O carro dela parou devagar naquele sinal fechado. Deslizando pelo asfalto quente, entre os banhistas, entre as muitas vidas que ela não conhecia, entre o tempo, entre quem ela fora e que não era mais. Sentiu-se entretida com a paisagem, como se não pertencesse a ela e só olhasse de fora, com a jovialidade perdida. Quedou-se introspectiva.
      Ele olhou o sinal fechar. O cachorro, como se intuitivo de que aquela era sua deixa, correu. Rindo, ele foi puxado pela coleira. Até que seu cão se jogou contra um dos carros que pacienciosamente esperavam para seguir seu curso. Para ir buscar o futuro.
   Ela mirou um cão se jogar contra seu carro e, em um grito de esquecimento, pegou-se rindo por ser tão assustada.
Como em fotografias antigas do cinema mudo, paralíticas, fixadas, tortas, lentas e, ainda assim, certas, ele a observou rindo. Sentiu a manhã invadir com força suas vísceras sem ser convidada. Fazia tanto tempo.
     Ela observou o dono do cachorro rindo e correndo atrás do companheiro. Lembrou-se primeiro do cheiro, aquela mistura de protetor solar, almíscar e madeira. Quente. O corpo dele nunca era frio. Havia sido um amor sinestésico nos sentimentos. Mas fazia tanto tempo.
Reconheceram-se e se cumprimentaram.
- Oi.
- Tudo bem?
- Tudo certo, eu vou indo e você?
- Eu vou indo, correndo, você sabe.
- Na loja ainda?
- Na loja e você?
- Com os quadros.
- Eram lindos.
- Eram seus. Fiz para você.
Silêncio. Ela olhou para o sinal.
- Vai abrir.
- Vai abrir.
- Me liga?
- Você quer? Te ligo.
- Liga?
- Ligo.
- Adeus.
    Vermelho. Verde. Ela acelera o carro, tão rápido quanto o seu coração havia se acelerado. Vai embora, esquece que naquele entroncamento de vias o passado encontra o futuro. Ele era uma via já percorrida. Agora o marido também era ex. Namorados antigos. Só guardou o cheiro. Aquele cheiro seria sempre dele.

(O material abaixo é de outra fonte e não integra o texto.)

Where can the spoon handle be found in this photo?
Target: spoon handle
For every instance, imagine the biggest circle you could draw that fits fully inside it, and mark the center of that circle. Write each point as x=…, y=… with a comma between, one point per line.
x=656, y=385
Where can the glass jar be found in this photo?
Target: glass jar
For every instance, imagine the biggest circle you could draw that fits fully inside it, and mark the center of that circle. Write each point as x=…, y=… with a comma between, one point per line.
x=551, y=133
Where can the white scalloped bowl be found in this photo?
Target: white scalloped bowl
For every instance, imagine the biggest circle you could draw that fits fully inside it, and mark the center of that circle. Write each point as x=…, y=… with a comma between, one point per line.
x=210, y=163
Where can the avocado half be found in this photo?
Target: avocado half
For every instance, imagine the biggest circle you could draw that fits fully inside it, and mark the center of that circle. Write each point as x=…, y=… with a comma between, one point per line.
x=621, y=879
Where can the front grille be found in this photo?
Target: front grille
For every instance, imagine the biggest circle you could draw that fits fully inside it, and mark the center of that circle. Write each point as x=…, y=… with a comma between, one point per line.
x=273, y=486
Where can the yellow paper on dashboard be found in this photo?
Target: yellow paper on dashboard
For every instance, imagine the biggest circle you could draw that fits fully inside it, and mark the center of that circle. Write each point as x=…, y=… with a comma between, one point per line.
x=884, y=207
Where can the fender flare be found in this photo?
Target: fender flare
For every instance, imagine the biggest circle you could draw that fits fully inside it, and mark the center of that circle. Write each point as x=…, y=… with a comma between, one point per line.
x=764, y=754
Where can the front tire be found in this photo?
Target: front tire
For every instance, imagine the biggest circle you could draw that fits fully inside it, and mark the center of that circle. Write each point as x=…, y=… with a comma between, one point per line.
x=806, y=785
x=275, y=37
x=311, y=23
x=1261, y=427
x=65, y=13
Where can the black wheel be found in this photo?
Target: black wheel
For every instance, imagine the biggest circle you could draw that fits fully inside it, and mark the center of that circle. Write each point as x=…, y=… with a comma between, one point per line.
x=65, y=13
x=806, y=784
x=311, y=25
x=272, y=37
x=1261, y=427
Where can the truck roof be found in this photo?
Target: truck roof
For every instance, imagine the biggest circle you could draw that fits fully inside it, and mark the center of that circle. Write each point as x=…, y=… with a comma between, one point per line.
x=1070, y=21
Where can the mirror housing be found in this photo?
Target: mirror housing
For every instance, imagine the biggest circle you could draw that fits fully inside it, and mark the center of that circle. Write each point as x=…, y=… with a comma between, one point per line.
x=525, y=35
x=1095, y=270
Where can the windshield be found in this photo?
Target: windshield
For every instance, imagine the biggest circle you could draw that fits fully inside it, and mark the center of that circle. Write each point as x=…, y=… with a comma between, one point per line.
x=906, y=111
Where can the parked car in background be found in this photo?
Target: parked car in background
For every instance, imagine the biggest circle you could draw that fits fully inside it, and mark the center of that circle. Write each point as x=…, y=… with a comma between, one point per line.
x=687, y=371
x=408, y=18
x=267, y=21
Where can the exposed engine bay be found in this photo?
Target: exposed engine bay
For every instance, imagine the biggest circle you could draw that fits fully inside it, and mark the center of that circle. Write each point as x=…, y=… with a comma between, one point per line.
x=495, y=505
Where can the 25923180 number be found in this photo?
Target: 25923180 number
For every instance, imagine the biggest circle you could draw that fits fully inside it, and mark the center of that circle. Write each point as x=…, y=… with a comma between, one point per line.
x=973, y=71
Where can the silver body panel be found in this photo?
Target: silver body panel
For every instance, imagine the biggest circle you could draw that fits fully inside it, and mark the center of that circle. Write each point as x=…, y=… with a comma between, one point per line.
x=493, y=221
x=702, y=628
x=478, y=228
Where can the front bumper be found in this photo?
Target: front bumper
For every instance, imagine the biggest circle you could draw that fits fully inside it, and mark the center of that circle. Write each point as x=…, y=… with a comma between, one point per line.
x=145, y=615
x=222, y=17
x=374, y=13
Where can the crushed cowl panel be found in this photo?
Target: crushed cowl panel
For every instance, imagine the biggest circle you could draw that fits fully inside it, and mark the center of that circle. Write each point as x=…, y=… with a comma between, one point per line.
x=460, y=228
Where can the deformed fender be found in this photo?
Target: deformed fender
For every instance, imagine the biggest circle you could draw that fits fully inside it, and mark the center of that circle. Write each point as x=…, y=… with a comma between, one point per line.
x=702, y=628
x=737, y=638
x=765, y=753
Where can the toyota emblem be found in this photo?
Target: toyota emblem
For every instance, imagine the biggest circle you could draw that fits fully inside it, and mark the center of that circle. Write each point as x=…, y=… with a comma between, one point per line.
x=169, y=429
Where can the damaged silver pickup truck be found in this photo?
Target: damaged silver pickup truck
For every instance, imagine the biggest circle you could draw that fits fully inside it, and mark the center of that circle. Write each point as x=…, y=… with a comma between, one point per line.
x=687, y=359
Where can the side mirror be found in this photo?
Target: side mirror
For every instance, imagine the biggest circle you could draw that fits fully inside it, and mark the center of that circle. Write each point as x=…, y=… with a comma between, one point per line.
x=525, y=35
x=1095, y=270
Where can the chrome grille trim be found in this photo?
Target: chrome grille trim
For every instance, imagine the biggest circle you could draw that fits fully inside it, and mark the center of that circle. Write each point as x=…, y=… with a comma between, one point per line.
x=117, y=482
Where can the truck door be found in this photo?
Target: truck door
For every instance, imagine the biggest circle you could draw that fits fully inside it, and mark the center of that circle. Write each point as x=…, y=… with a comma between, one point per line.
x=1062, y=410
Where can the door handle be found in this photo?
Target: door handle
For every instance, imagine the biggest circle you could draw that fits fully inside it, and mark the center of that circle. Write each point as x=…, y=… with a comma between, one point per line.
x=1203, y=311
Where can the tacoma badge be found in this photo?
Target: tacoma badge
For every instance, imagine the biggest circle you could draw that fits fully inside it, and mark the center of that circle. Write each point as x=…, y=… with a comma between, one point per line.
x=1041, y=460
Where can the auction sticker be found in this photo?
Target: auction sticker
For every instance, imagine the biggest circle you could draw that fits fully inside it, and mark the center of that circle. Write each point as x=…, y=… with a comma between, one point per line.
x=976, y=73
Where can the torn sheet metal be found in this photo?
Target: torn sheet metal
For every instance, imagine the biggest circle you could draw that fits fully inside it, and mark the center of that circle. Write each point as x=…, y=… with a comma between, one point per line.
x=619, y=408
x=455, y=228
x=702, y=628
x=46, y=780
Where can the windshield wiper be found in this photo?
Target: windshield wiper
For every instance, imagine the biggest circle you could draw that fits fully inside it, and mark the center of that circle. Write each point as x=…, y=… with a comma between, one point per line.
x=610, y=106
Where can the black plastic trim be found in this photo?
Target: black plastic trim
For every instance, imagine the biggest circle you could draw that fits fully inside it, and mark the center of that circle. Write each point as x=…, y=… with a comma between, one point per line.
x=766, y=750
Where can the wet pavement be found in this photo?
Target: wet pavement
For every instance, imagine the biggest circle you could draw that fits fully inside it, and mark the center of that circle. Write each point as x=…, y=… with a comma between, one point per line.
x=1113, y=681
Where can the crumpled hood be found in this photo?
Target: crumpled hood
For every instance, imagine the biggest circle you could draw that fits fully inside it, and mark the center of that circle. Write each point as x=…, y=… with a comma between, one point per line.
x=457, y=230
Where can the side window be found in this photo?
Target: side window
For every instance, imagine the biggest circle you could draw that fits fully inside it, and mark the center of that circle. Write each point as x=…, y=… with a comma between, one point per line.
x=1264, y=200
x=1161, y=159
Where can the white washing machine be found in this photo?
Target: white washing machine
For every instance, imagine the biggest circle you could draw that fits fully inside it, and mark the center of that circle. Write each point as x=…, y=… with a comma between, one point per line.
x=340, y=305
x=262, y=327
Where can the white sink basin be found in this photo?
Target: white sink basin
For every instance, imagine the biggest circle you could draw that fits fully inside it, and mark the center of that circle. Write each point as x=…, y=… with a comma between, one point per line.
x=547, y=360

     Ele foi ficando para trás e ela foi ficando pequena no seu campo de visão. Pegou o cão e foi até a praia. Soltou a coleira, como há muito ela havia se soltado da coleira que ele pusera nela, segundo ela dizia.
    O sol brilhou mais fraco. O vento bateu mais forte. E o sinal piscava: verde, vermelho, verde, vermelho... Os carros seguiam, as pessoas seguiam; a vida seguia seu fluxo intransponível.